How Ditching My To-Do List Helped Me Learn to Stay Present
At the start of one of my favorite workout classes (okay, the only workout class I really take), our instructor asks us to set an intention for the class. She even gives suggestions for those of us who are particularly stuck, like “let go,” “joy,” “peace,” etc. Ever since I started taking the class almost two years ago, more often than not my intention is to “stay present.” I made this my intention not only because it sounds really “zen-like,” but also because during workout classes I tend to compare myself to every person in the room and think about my mounting to-do list, and the intention to “stay present” seemed like a good way to counteract that. It sometimes worked, it sometimes didn’t.
When January 1st rolled around, I wanted to apply this intention-setting to my year because let’s face it, it was going to be tough to create goals when really my only goal this year was to be a good mom to my baby. And that’s when I had an aha moment: my intention should be to stay present because what better way to be a good mom than to be totally focused on my baby?
But this is where it got a little tricky because unlike my exercise class where staying present didn’t always work out, I couldn’t let my mind wander when I was taking care of my little one. And as I soon found out, babies are wonderful teachers in letting you focus on the now because you have to be completely attuned to their needs. Babies don’t dwell on the past (they can’t remember) or worry about the future (what worries?) all they’re able to focus on is their current needs, which at this age is a rotating list of: am I tired, am I hungry, do I need to poo? That’s it. And as my baby’s caregiver, I found myself being able to stay in the moment with him and easily assess what he needed. It was like magic! Except it wasn’t. It was me finally being able to stay present.
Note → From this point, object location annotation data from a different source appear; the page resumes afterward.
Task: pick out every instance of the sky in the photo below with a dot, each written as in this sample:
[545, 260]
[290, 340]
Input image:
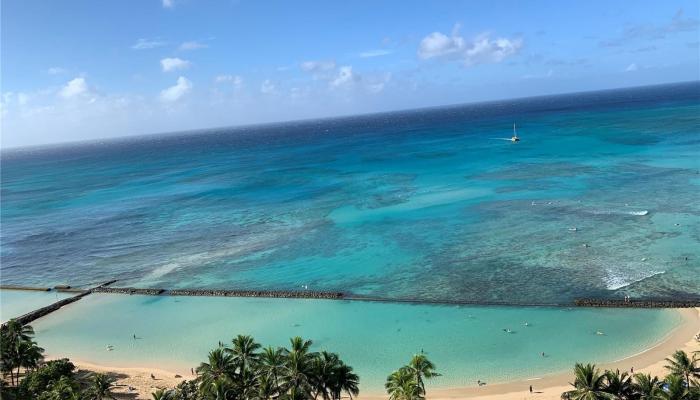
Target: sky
[83, 70]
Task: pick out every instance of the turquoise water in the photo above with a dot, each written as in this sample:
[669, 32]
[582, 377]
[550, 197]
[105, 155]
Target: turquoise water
[14, 303]
[426, 204]
[466, 343]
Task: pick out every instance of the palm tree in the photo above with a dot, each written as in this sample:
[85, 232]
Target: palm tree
[245, 356]
[676, 389]
[16, 350]
[297, 369]
[646, 388]
[271, 364]
[589, 384]
[618, 384]
[422, 368]
[323, 374]
[100, 387]
[682, 365]
[402, 385]
[216, 375]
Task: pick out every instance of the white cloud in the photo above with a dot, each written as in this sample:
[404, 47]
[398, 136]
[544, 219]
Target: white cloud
[174, 93]
[375, 53]
[345, 76]
[377, 85]
[549, 74]
[55, 71]
[481, 50]
[267, 87]
[145, 44]
[173, 64]
[236, 80]
[317, 66]
[74, 88]
[22, 98]
[192, 45]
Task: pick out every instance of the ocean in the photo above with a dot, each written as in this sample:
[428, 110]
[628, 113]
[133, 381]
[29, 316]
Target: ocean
[598, 199]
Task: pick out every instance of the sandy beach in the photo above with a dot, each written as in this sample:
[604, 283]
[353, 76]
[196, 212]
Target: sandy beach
[547, 387]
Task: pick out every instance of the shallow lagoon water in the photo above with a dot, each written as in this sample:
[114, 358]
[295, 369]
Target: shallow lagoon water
[466, 343]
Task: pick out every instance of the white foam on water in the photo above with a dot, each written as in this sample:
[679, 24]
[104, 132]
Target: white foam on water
[618, 212]
[618, 279]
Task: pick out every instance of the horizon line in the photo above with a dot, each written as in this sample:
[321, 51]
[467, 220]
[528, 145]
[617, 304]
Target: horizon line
[71, 143]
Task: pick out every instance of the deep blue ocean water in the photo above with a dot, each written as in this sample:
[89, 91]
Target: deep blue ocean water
[425, 204]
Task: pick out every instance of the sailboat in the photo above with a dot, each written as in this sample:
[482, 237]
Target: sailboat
[515, 137]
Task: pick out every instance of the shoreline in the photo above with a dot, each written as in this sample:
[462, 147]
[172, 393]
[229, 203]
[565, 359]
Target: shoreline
[549, 386]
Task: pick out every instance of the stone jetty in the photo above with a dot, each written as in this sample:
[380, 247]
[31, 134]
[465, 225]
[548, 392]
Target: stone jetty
[16, 287]
[141, 291]
[38, 313]
[286, 294]
[638, 303]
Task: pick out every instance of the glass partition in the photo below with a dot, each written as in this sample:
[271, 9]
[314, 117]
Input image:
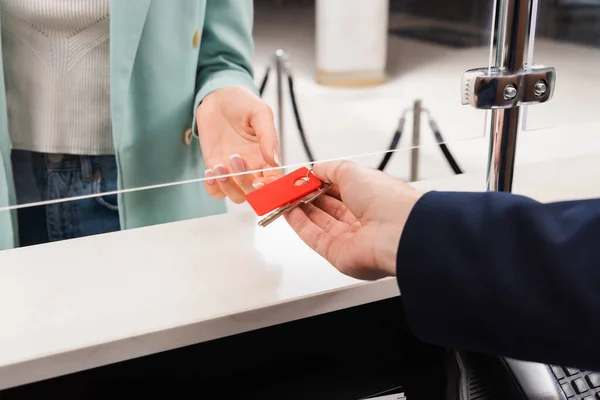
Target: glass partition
[157, 175]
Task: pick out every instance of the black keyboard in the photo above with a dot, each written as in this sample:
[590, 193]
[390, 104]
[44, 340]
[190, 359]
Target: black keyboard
[577, 384]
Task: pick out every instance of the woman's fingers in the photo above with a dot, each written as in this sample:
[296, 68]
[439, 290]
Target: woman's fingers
[228, 185]
[239, 166]
[211, 185]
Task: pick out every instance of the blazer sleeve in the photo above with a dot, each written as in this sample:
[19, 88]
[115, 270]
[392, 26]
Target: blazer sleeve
[505, 275]
[226, 48]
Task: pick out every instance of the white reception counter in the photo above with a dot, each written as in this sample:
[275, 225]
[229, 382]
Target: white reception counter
[84, 303]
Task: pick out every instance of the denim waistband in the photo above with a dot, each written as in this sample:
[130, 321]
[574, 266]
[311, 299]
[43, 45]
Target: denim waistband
[31, 169]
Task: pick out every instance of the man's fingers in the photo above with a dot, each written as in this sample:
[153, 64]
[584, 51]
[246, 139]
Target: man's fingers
[324, 220]
[263, 123]
[310, 233]
[336, 209]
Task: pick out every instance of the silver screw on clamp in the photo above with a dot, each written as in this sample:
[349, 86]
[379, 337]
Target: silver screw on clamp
[510, 92]
[540, 88]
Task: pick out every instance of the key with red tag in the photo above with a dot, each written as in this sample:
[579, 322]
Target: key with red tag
[285, 194]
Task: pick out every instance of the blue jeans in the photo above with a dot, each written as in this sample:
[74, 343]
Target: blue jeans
[42, 177]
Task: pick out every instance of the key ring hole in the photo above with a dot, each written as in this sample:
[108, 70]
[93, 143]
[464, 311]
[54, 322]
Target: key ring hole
[301, 181]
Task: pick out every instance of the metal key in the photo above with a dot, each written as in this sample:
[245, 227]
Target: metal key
[309, 198]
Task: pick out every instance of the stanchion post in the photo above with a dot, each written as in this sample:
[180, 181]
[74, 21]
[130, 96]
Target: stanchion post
[280, 66]
[503, 89]
[512, 32]
[416, 141]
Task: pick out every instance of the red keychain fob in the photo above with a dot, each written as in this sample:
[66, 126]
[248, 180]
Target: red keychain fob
[283, 191]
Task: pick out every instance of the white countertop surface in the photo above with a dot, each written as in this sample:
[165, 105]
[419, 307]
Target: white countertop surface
[79, 304]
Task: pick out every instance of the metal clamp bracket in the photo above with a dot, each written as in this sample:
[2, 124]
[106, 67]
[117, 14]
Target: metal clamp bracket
[491, 88]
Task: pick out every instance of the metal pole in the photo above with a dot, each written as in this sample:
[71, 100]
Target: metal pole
[416, 141]
[280, 65]
[512, 30]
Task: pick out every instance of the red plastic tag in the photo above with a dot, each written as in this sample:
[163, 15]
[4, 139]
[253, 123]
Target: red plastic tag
[283, 191]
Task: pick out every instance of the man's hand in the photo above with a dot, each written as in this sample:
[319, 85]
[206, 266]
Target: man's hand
[358, 224]
[237, 134]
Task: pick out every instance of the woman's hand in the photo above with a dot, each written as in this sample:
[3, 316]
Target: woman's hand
[357, 225]
[237, 134]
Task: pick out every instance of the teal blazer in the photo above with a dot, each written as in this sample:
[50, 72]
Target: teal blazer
[165, 57]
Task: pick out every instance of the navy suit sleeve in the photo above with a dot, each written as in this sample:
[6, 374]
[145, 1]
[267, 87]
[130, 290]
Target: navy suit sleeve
[505, 275]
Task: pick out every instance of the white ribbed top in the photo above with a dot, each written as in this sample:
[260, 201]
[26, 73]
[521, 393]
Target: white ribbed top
[56, 65]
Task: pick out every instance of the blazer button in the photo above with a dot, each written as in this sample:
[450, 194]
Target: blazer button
[196, 40]
[188, 136]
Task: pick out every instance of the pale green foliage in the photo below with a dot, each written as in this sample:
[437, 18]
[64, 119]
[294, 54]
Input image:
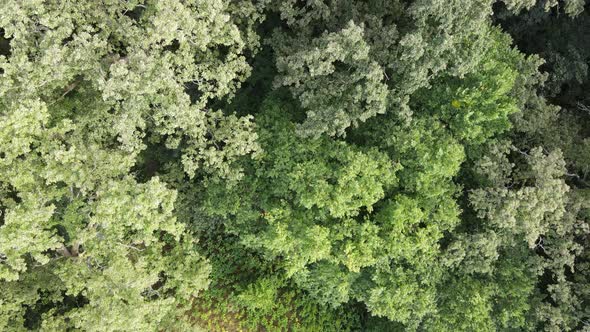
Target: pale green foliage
[85, 87]
[335, 80]
[354, 41]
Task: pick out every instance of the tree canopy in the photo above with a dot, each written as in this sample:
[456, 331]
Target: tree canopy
[317, 165]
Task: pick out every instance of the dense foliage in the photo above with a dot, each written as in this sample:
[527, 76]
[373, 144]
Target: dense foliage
[301, 165]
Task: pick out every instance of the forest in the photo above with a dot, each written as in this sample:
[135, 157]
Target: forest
[294, 165]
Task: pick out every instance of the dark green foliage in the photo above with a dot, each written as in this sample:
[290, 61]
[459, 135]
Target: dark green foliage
[295, 165]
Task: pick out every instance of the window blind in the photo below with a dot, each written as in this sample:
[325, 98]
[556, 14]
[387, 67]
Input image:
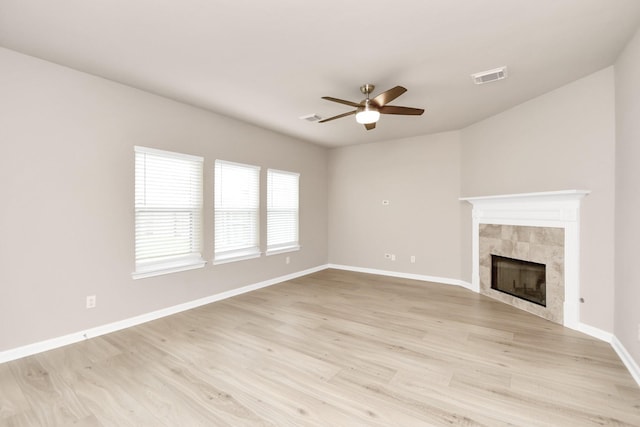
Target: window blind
[168, 210]
[236, 210]
[282, 210]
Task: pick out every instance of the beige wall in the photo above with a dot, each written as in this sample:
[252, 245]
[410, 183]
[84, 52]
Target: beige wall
[562, 140]
[66, 167]
[627, 292]
[421, 179]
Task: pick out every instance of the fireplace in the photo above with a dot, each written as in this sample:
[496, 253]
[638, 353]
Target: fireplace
[519, 278]
[541, 228]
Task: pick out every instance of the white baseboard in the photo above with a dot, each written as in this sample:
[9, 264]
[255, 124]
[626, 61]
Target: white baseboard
[443, 280]
[50, 344]
[592, 331]
[626, 358]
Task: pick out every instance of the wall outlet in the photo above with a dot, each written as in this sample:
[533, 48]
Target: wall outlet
[91, 301]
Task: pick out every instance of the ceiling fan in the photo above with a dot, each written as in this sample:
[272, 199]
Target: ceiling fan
[368, 110]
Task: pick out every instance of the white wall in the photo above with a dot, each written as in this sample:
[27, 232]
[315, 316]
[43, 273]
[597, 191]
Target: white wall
[562, 140]
[627, 291]
[67, 174]
[421, 179]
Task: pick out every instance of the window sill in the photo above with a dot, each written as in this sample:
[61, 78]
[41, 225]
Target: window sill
[234, 258]
[277, 251]
[167, 268]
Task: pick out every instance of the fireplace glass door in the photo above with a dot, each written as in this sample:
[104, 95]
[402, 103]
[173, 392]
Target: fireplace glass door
[522, 279]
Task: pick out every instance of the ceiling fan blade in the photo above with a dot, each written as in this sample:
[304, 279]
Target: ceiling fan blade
[388, 96]
[339, 116]
[341, 101]
[392, 109]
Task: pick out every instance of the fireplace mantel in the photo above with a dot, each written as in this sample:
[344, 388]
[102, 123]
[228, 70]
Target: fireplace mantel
[544, 209]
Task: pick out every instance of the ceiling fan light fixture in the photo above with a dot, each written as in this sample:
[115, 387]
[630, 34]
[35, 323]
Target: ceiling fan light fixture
[367, 115]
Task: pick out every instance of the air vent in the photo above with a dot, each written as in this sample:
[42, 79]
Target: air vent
[489, 76]
[311, 118]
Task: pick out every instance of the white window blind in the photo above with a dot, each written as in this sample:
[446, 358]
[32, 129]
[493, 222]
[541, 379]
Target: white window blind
[282, 211]
[237, 211]
[168, 211]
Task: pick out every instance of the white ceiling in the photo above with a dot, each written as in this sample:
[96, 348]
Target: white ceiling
[270, 62]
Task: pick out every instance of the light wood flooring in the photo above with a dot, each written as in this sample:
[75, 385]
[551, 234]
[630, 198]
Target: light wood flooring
[333, 348]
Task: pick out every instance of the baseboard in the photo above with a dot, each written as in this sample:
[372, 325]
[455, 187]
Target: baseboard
[626, 358]
[50, 344]
[592, 331]
[443, 280]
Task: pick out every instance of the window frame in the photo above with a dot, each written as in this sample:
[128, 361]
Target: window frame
[290, 245]
[147, 265]
[250, 248]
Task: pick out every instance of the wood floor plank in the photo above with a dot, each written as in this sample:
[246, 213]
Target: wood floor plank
[332, 348]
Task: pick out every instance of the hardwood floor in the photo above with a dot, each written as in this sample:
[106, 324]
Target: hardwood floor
[333, 348]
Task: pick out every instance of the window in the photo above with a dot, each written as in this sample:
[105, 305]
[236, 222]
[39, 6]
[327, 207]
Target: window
[168, 212]
[237, 209]
[282, 211]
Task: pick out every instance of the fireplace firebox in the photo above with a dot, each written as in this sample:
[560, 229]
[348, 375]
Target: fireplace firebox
[519, 278]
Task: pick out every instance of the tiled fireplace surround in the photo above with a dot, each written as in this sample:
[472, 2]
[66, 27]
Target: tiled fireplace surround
[537, 227]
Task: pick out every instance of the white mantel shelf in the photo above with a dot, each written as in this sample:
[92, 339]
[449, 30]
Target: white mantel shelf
[544, 209]
[523, 197]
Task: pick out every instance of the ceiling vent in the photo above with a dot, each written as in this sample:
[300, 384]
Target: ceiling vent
[311, 118]
[489, 76]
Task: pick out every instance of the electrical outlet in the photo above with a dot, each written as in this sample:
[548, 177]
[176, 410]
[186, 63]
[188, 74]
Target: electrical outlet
[91, 301]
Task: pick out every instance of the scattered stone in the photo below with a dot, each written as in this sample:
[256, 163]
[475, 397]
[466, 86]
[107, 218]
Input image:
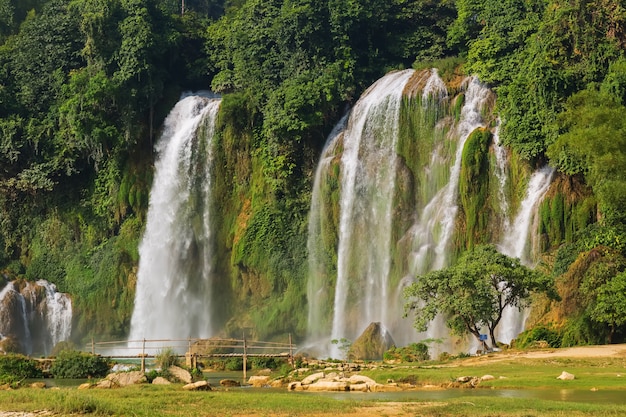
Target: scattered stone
[198, 386]
[295, 386]
[259, 381]
[356, 379]
[326, 385]
[180, 373]
[230, 383]
[277, 383]
[106, 384]
[124, 379]
[566, 376]
[159, 380]
[312, 378]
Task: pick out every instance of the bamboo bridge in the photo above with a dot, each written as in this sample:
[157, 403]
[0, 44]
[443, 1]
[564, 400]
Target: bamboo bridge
[194, 348]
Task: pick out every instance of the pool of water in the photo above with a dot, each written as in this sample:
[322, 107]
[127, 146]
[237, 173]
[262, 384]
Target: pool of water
[582, 396]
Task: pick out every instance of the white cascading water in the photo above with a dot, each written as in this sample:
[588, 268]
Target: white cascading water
[435, 226]
[37, 323]
[174, 279]
[368, 173]
[317, 286]
[58, 314]
[517, 243]
[368, 164]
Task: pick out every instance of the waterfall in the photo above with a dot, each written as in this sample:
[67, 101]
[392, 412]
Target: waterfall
[517, 243]
[35, 315]
[364, 290]
[368, 165]
[174, 279]
[58, 314]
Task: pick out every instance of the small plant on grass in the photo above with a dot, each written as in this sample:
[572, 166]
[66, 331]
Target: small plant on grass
[166, 358]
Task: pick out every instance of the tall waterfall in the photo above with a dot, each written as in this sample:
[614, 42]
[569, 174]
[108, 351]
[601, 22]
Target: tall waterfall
[517, 243]
[175, 267]
[358, 194]
[35, 315]
[368, 165]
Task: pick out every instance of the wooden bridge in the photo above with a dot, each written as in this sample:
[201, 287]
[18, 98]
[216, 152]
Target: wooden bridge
[194, 348]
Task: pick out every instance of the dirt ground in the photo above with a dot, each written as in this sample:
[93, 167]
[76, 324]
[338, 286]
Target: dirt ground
[579, 352]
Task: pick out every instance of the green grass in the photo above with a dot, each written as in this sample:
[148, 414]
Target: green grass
[148, 400]
[600, 373]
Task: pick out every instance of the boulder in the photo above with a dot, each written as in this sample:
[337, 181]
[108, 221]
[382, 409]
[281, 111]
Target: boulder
[277, 383]
[312, 378]
[361, 379]
[124, 379]
[106, 384]
[159, 380]
[566, 376]
[372, 343]
[259, 381]
[230, 383]
[326, 385]
[295, 386]
[180, 373]
[198, 386]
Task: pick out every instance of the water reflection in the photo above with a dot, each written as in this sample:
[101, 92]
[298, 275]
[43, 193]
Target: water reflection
[580, 396]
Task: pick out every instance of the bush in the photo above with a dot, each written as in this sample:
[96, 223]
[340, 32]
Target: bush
[415, 352]
[16, 367]
[530, 337]
[74, 364]
[166, 358]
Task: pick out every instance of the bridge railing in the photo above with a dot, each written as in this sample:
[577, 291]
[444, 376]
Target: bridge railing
[193, 349]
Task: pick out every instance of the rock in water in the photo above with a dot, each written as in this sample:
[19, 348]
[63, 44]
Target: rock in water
[372, 343]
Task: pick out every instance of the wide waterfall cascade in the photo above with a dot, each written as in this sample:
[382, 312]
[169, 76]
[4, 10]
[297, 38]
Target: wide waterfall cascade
[356, 185]
[517, 242]
[174, 279]
[35, 315]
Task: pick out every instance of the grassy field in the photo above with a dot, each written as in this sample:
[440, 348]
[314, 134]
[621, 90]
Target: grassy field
[593, 375]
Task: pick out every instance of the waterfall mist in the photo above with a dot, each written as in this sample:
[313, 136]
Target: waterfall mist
[173, 295]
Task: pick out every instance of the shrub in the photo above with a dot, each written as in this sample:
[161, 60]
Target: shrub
[74, 364]
[530, 337]
[166, 358]
[415, 352]
[16, 367]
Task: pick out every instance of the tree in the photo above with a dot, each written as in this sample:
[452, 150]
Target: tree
[610, 304]
[474, 293]
[593, 143]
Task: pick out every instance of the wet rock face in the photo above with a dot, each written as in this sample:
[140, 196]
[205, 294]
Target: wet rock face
[372, 343]
[33, 317]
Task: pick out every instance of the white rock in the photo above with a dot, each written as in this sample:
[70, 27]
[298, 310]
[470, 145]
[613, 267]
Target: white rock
[566, 376]
[312, 378]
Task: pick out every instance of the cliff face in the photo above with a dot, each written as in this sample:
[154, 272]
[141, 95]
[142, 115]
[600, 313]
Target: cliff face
[321, 246]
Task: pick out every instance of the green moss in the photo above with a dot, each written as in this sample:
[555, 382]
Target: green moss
[474, 187]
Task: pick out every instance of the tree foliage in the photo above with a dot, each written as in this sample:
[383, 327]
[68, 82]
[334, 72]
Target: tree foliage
[473, 293]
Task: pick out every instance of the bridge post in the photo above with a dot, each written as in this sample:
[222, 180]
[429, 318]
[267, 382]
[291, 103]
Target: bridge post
[245, 358]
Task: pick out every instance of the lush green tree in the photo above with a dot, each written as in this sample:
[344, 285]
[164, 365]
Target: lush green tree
[593, 143]
[609, 306]
[474, 292]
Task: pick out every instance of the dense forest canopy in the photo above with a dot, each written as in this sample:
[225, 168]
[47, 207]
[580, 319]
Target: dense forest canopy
[85, 85]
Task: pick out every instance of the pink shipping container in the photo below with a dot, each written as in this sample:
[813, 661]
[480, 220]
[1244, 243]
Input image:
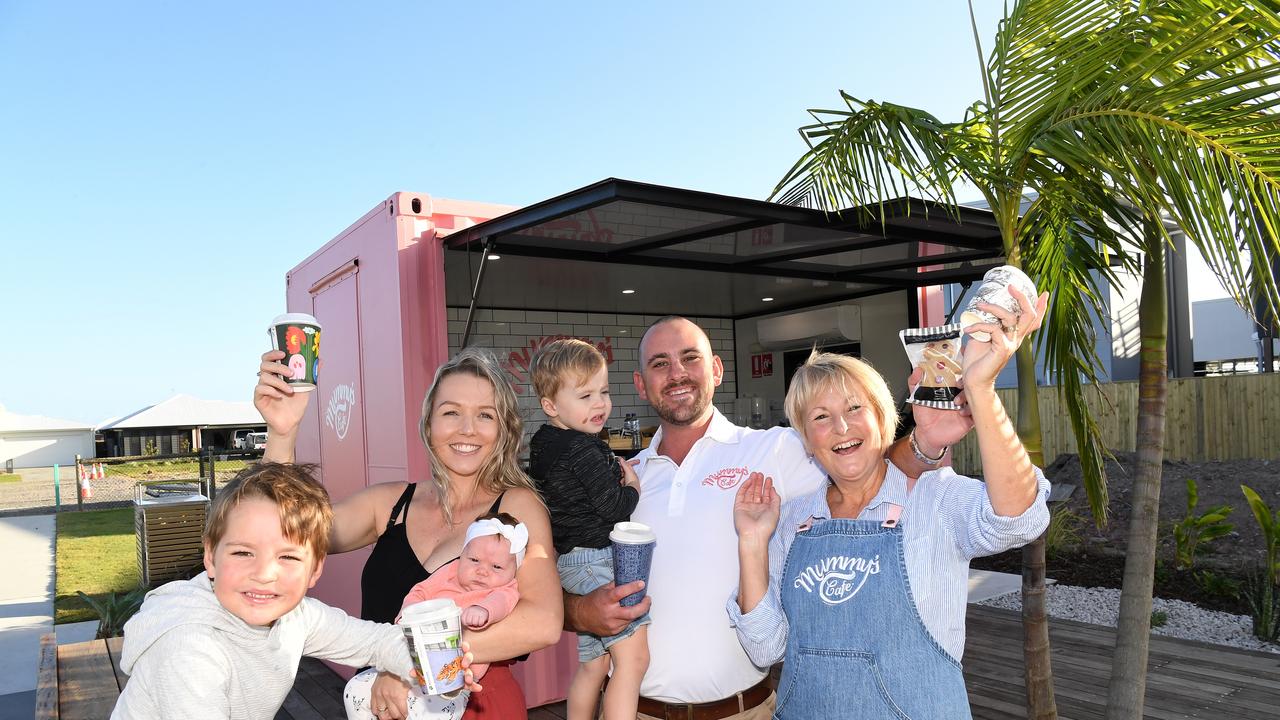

As a chronic scheduler, the idea of “not scheduling” and focusing more on my baby’s “patterns and rhythms” terrified me. I had visions of a well planned and structured to-do list by my son’s 2nd week birthday. And while I did take a stab at this type of scheduling, it was much more of calming method for me than an actual roadmap. Jack did what he wanted when he wanted, and yes… it did happen to fall into a familiar pattern, but not always. And yet, even if he didn’t do everything “on time” (as in, when I planned it or when the app said he should), he still accomplished everything he needed to. In fact, when I winged his schedule and instead went by his own cues, he ended up sleeping better at night and being more engaged during the day. I was following his needs and wants and not what I thought he should be doing. I was staying in the moment with him.
Staying present means letting go.
And for me, that meant letting go of to-do lists (gasp!) That is terrifying for me, but I soon realized I actually get more stuff done and am happier when I break away from a steady routine. And this doesn’t just apply to motherhood, by the way. Since my husband was out of town this week, I decided to forgo my usual to-do list and just see where the day took me. I normally start my day with pumping (and making said to-do list) and then meditating and doing some yoga— all wonderful things to help me “stay present.” Instead, I slept in and when my son woke up (smiling and happy, I might add), he and my dog cuddled in bed for a bit until my son showed signs of being hungry and we got up to eat. Did I stress out about not having time to meditate and stretch? Yes, have you met me? Was it an even better morning than rushing through my normal tasks? Absolutely. And guess what? Later in the day when Jack was napping, I still found time to meditate and do yoga! I was still able to accomplish what would’ve been on my to-do list, but because I wasn’t tied into doing it at a certain time (or even while wearing appropriate clothes!), it still got done. And on that particular day doing it before dinner was great because it gave me the extra boost of energy I needed to stay up later.
Now this doesn’t mean I’m going to say goodbye to to-do lists forever. That would just be insane. But, it does mean I look at them a little differently now. I’ve realized that they’re more of a hobby and stress reliever than a necessity. I know what I need to get done, but by not strictly adhering to the “schedule” and focusing on what’s happening instead of what should happen, I let go of expectations and am better able to be there for my son, myself, and everyone around me. And that’s what staying present is really all about.
Now, time will tell if I’ll be able to apply this method to my workout class. I truly hope so.